Autry's stage production explores Native American rights

Native Voices at the Autry National Center presents 'Stand-Off at HWY #37.'

March 07, 2014|By Lynne Heffley
  • Eagle Young (Private Thomas Lee Doxdater) and Kalani Queypo (Darrin) in "Stand-Off at HWY #37" performed at the Autry.
Eagle Young (Private Thomas Lee Doxdater) and Kalani… (Photo by Craig Schwartz )

In "Stand-Off at HWY #37," Vickie Ramirez's deeply felt new play presented by Native Voices at the Autry National Center, a protest against a highway slated to cut across sovereign Indian land sparks issues of identity, cultural tradition, difficult historic truths and present-day hardball politics.

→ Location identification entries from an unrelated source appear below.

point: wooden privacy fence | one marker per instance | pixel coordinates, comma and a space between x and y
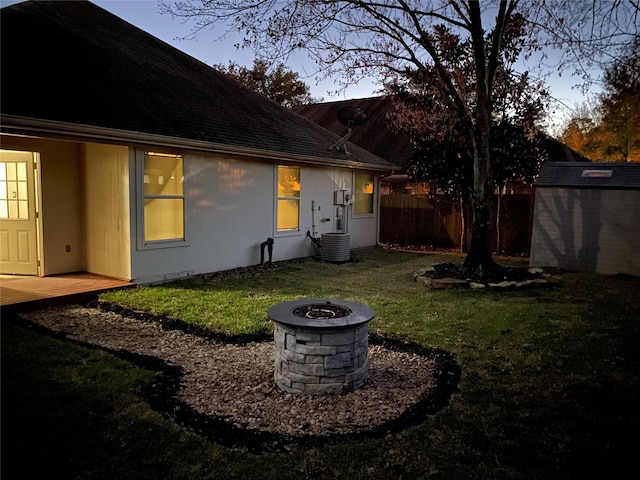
435, 220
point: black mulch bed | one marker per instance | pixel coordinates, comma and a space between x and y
163, 394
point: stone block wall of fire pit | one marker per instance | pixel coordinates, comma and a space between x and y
320, 355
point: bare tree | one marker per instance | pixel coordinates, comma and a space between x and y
384, 37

Bulldozers are scheduled to arrive for the construction of a public highway on land reclaimed from a Haudenosaunnee (Iroquois) reservation in upstate New York by the United States government, reportedly due to the recent unearthing of an obscure historical document, but widely assumed to be the result of yet another broken treaty. Leading the protest is feisty Indian elder Aunt Bev (LaVonne Rae Andrews), an early arrival on the protest site along with troubled parolee Darrin (Kalani Queypo) and militant Sandra Henhawk (DeLanna Studi).

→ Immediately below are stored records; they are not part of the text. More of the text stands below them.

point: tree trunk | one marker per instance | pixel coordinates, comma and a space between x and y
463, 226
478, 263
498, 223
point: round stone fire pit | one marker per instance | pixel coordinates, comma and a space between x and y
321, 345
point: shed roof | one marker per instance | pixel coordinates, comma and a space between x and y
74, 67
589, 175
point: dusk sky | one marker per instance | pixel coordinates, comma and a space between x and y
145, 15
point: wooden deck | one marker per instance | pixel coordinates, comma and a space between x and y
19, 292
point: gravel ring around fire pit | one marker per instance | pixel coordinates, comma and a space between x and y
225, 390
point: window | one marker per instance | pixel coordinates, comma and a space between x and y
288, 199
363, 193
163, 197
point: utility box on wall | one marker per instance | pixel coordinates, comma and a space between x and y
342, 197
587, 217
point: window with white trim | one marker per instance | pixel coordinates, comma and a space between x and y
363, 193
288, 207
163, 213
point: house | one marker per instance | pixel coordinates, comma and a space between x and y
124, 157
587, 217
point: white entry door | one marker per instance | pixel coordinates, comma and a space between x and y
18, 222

On hand to keep order and prevent the protesters from interfering with the construction are three National Guardsmen: Thomas (Eagle Young), a member of one of the six nations of the Iroquois Confederacy himself; Thomas' white commanding officer Captain Hewitt (Matt Kirkwood) and fellow Guardsman, Linda (Tinasha LaRayé), a young black woman.


Evelyn Lee (Fran de Leon), an ambitious newspaper reporter of Chinese descent, shows up due to a bogus claim that actor Johnny Depp will join the protest, and stays for what she sees as a big "cowboys and Indians" story.

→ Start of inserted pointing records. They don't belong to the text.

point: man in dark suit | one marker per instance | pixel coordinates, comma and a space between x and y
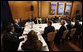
60, 32
18, 28
48, 29
69, 27
78, 29
10, 39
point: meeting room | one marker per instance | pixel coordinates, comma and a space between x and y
51, 25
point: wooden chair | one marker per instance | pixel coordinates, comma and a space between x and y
72, 32
64, 34
50, 38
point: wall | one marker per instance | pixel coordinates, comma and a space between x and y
21, 9
46, 9
77, 5
74, 7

Linda feels that Thomas' professed willingness to act against the interests of his own people is suspect; Thomas, who considers himself honor-bound to do his duty as a Guardsman, is nonetheless conflicted when Aunt Bev, with cheerful defiance, positions her chair squarely on the disputed U.S. territory. Thomas respects her as one of his elders and tries reasoning with her; Captain Hewitt attempts to remove Aunt Bev bodily, sparking a dramatic confrontation — and soul-searching — with far-reaching consequences.

The play, based on real-life events, hits a few conceptual bumps. It too often tends toward expository excess and declamations of historic and political import, rather than nuance. The characters of Linda and Evelyn exist as overt parallels to the historic enslavement, exploitation and decimation of the country's Native populations.